Only once we did this (which was thankfully in the shade at the time), we were delighted at the view of Double O Arch that we attained. Now it was worth the trouble of getting here!
Fully satisfied, we then made our way back to the car park in the now pretty intense desert heat.
At one point on the slickrock terrain, we somehow lost the trail. We knew we were probably ruining cryobiotic dust as we were trying to figure out where the real trail was. And it wasn’t until we noticed some people walking confidently in one direction in the distance did we know exactly where we should be heading.
Whew, that was close!
Finally at around 2pm, we made it back to the car park. At this point, everyone was a little tired and wanted to return to Moab to clean up and perhaps take a little siesta. But before we did that, we made one quick detour back to the Windows section to see Double Arch in better lighting.

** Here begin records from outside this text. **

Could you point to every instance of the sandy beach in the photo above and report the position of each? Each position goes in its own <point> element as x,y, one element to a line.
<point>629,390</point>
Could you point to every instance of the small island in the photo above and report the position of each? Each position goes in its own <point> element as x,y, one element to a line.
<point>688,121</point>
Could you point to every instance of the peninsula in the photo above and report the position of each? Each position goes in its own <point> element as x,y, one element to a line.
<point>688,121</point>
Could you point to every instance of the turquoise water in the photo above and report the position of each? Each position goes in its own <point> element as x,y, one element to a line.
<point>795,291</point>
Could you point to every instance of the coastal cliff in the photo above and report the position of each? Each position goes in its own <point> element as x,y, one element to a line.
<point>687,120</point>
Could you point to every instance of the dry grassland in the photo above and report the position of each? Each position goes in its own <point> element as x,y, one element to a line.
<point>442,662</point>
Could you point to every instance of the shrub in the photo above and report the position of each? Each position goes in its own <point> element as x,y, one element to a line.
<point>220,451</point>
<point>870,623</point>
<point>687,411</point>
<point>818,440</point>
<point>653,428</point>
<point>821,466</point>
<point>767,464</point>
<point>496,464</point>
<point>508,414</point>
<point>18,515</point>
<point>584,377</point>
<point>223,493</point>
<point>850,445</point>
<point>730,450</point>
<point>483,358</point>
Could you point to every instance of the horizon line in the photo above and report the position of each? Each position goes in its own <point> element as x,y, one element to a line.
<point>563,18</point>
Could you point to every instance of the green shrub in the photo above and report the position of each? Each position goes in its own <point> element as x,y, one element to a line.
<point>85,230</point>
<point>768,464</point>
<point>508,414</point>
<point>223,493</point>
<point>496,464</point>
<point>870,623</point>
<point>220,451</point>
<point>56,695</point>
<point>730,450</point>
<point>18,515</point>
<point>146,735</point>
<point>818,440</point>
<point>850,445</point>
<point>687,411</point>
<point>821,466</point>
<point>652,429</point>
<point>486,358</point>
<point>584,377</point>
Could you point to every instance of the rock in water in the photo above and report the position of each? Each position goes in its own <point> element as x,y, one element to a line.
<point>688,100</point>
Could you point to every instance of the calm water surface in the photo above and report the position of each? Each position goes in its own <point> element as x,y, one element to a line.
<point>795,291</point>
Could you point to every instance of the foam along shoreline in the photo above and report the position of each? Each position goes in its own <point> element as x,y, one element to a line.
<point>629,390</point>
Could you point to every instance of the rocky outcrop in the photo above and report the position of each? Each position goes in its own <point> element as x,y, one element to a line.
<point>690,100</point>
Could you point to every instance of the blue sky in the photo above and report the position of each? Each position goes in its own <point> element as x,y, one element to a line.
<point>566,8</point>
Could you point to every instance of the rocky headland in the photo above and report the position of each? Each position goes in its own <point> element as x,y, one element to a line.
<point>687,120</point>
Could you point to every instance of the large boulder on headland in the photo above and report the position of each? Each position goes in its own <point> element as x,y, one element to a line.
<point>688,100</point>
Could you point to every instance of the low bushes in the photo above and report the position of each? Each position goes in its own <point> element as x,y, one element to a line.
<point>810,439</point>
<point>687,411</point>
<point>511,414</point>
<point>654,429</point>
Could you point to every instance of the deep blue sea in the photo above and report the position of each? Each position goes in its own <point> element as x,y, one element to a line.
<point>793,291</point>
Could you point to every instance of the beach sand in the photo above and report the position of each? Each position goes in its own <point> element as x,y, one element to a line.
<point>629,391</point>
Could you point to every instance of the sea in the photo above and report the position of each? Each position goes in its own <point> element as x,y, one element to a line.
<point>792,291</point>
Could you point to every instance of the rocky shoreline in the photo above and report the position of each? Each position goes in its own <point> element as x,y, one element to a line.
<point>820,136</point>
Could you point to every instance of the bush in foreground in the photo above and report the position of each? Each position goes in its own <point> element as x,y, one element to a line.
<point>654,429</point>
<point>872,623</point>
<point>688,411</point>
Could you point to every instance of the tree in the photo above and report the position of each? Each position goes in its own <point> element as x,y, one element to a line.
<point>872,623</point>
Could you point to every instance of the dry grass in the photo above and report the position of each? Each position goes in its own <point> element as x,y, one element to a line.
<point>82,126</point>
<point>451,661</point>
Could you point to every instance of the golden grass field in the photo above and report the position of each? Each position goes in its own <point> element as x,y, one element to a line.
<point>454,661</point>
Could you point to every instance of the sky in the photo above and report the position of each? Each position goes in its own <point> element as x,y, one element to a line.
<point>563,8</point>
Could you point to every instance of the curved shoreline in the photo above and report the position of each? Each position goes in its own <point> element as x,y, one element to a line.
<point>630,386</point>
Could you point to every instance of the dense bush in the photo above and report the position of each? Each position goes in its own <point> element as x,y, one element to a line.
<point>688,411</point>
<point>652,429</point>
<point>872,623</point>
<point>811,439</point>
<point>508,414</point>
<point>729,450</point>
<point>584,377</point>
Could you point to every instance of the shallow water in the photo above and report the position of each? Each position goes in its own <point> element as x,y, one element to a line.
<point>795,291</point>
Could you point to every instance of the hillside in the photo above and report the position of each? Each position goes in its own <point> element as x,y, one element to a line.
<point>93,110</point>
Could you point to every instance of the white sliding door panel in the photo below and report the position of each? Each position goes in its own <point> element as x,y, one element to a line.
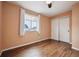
<point>64,29</point>
<point>60,29</point>
<point>54,29</point>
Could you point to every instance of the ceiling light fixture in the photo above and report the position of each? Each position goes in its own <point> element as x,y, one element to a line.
<point>49,3</point>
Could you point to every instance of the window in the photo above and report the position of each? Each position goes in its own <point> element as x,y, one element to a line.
<point>28,22</point>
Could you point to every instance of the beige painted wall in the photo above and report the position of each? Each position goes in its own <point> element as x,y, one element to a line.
<point>75,26</point>
<point>0,24</point>
<point>10,27</point>
<point>68,13</point>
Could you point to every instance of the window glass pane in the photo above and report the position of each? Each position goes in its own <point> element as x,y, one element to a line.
<point>34,25</point>
<point>27,25</point>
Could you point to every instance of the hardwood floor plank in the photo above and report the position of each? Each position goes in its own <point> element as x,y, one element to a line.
<point>48,48</point>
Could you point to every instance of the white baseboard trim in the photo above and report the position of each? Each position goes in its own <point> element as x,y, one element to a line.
<point>23,45</point>
<point>75,48</point>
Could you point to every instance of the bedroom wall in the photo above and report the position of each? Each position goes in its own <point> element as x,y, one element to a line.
<point>75,26</point>
<point>68,13</point>
<point>10,27</point>
<point>0,26</point>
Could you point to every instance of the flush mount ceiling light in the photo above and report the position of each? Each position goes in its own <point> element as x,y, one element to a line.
<point>49,3</point>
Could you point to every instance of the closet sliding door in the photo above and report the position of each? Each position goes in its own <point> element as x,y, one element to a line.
<point>60,29</point>
<point>55,29</point>
<point>64,29</point>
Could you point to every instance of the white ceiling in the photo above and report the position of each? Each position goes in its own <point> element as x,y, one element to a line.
<point>41,6</point>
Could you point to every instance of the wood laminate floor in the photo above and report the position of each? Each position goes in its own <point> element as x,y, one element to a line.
<point>48,48</point>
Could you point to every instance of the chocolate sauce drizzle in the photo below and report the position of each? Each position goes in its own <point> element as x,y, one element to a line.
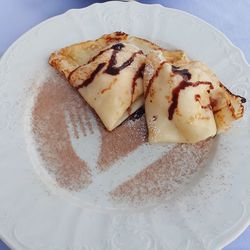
<point>176,91</point>
<point>186,75</point>
<point>111,69</point>
<point>137,114</point>
<point>92,76</point>
<point>138,74</point>
<point>153,78</point>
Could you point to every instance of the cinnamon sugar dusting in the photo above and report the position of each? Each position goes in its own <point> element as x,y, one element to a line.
<point>121,141</point>
<point>160,179</point>
<point>59,109</point>
<point>56,101</point>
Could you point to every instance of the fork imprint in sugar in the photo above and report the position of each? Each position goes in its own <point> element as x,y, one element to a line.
<point>87,141</point>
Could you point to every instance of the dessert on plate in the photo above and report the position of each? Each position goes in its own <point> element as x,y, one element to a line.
<point>118,73</point>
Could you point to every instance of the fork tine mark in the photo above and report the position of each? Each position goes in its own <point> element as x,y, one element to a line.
<point>81,123</point>
<point>73,122</point>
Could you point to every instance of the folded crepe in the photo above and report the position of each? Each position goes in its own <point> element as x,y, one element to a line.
<point>107,72</point>
<point>186,103</point>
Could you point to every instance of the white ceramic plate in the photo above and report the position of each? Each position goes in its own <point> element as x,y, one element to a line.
<point>35,213</point>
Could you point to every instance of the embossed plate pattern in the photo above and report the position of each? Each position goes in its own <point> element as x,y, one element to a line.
<point>36,214</point>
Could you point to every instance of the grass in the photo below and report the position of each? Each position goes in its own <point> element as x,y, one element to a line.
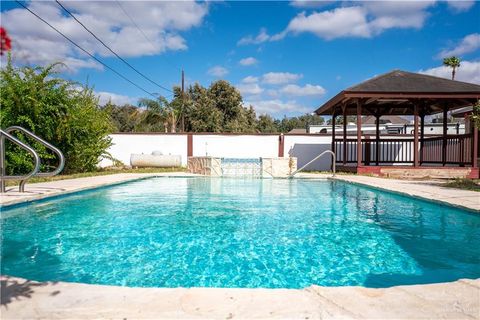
<point>100,172</point>
<point>464,184</point>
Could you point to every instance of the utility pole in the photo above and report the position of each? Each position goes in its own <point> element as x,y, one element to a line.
<point>183,101</point>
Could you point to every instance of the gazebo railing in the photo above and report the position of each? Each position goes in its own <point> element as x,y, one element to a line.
<point>393,150</point>
<point>458,150</point>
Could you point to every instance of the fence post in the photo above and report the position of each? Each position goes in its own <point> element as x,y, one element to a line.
<point>189,145</point>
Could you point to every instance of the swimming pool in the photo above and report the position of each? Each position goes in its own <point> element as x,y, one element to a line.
<point>250,233</point>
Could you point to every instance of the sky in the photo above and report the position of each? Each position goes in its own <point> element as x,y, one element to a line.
<point>286,58</point>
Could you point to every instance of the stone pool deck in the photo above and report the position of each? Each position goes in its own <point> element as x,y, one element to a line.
<point>431,190</point>
<point>22,299</point>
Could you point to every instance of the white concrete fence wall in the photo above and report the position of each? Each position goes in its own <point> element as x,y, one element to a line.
<point>123,145</point>
<point>303,147</point>
<point>236,146</point>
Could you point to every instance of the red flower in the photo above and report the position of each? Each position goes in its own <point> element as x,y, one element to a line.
<point>5,41</point>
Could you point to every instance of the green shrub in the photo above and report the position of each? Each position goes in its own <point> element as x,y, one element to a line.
<point>59,111</point>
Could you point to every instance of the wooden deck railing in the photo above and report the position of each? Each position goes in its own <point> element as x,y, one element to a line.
<point>457,150</point>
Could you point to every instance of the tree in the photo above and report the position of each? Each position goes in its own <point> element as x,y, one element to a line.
<point>56,110</point>
<point>159,112</point>
<point>204,116</point>
<point>124,118</point>
<point>227,99</point>
<point>452,62</point>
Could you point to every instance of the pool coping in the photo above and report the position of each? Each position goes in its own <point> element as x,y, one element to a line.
<point>436,193</point>
<point>23,299</point>
<point>459,299</point>
<point>463,200</point>
<point>95,182</point>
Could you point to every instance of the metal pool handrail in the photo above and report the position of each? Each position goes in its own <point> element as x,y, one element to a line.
<point>22,178</point>
<point>314,159</point>
<point>59,153</point>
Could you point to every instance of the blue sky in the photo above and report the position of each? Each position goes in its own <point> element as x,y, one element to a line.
<point>286,58</point>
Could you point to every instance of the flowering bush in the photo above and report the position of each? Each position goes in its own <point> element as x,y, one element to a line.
<point>5,41</point>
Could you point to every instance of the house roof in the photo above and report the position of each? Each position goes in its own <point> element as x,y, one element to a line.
<point>298,131</point>
<point>460,113</point>
<point>397,92</point>
<point>391,119</point>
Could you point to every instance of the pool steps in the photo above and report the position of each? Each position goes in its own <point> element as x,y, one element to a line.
<point>35,172</point>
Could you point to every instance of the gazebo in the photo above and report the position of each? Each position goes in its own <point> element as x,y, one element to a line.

With everyone not in the mood to do much more hiking, we were content to take photos from the parking lot there. However, we didn’t bother going any closer. We also didn’t entertain going into the Fiery Furnace as well. So it wasn’t much longer when we headed back to Moab and returned to our accommodation.
While we were trying to cool off and wait out the intense heat of the day, I was busy taking a shower to clean off all the DEET (for deerflies) and sunscreen off my body. However, I was having some pretty non-stop nosebleeds in the shower, and I was starting to get a little worried about this.
It wasn’t until I got out of the shower with my nose plugged up with cotton did the nosebleeds mercifully stop. Perhaps I was a little dehydrated so I made sure to drink up plenty of water during our down time.
At around 5pm, we headed back to Arches National Park. It was now time for the main highlight of the day which was the opportunity to see Delicate Arch at sunset.
The hike was around 1.75 miles each way, and it was uphill. But at least it wasn’t as crazy hot as it was earlier in the day.
After some pretty uneventful hiking (which included a very distant view of Delicate Arch early on in the hike), the trail got a little rougher as we were pretty much climbing on non-stop slickrock terrain. But it was also at this point that we noticed a small natural arch as we were sensing that we were getting real close to the end.
Just past the small arch, we rounded a corner, and there it was! Delicate Arch!
We were viewing the arch from across a steep bowl. Lots of people were here to take in the spectacle, and I don’t blame them. We did our best to try to capture this memory in photos as the view was indeed colorful and divine.
Some poor soul saw his filter roll down into the bowl and he had to go on a rather roundabout hike down there to retrieve it.
Anyways, when the sunset was over, we quickly made our way back to the parked car in the near darkness. Then, we headed back into Moab where we decided to try out this Chinese place, which was actually surprisingly decent (at least their fried rice was pretty decent) even though it wasn’t terribly authentic.
And with that, we settled into our room pretty tired from the day. It was an adventurous day, where for sure we were seeing arches in our sleep!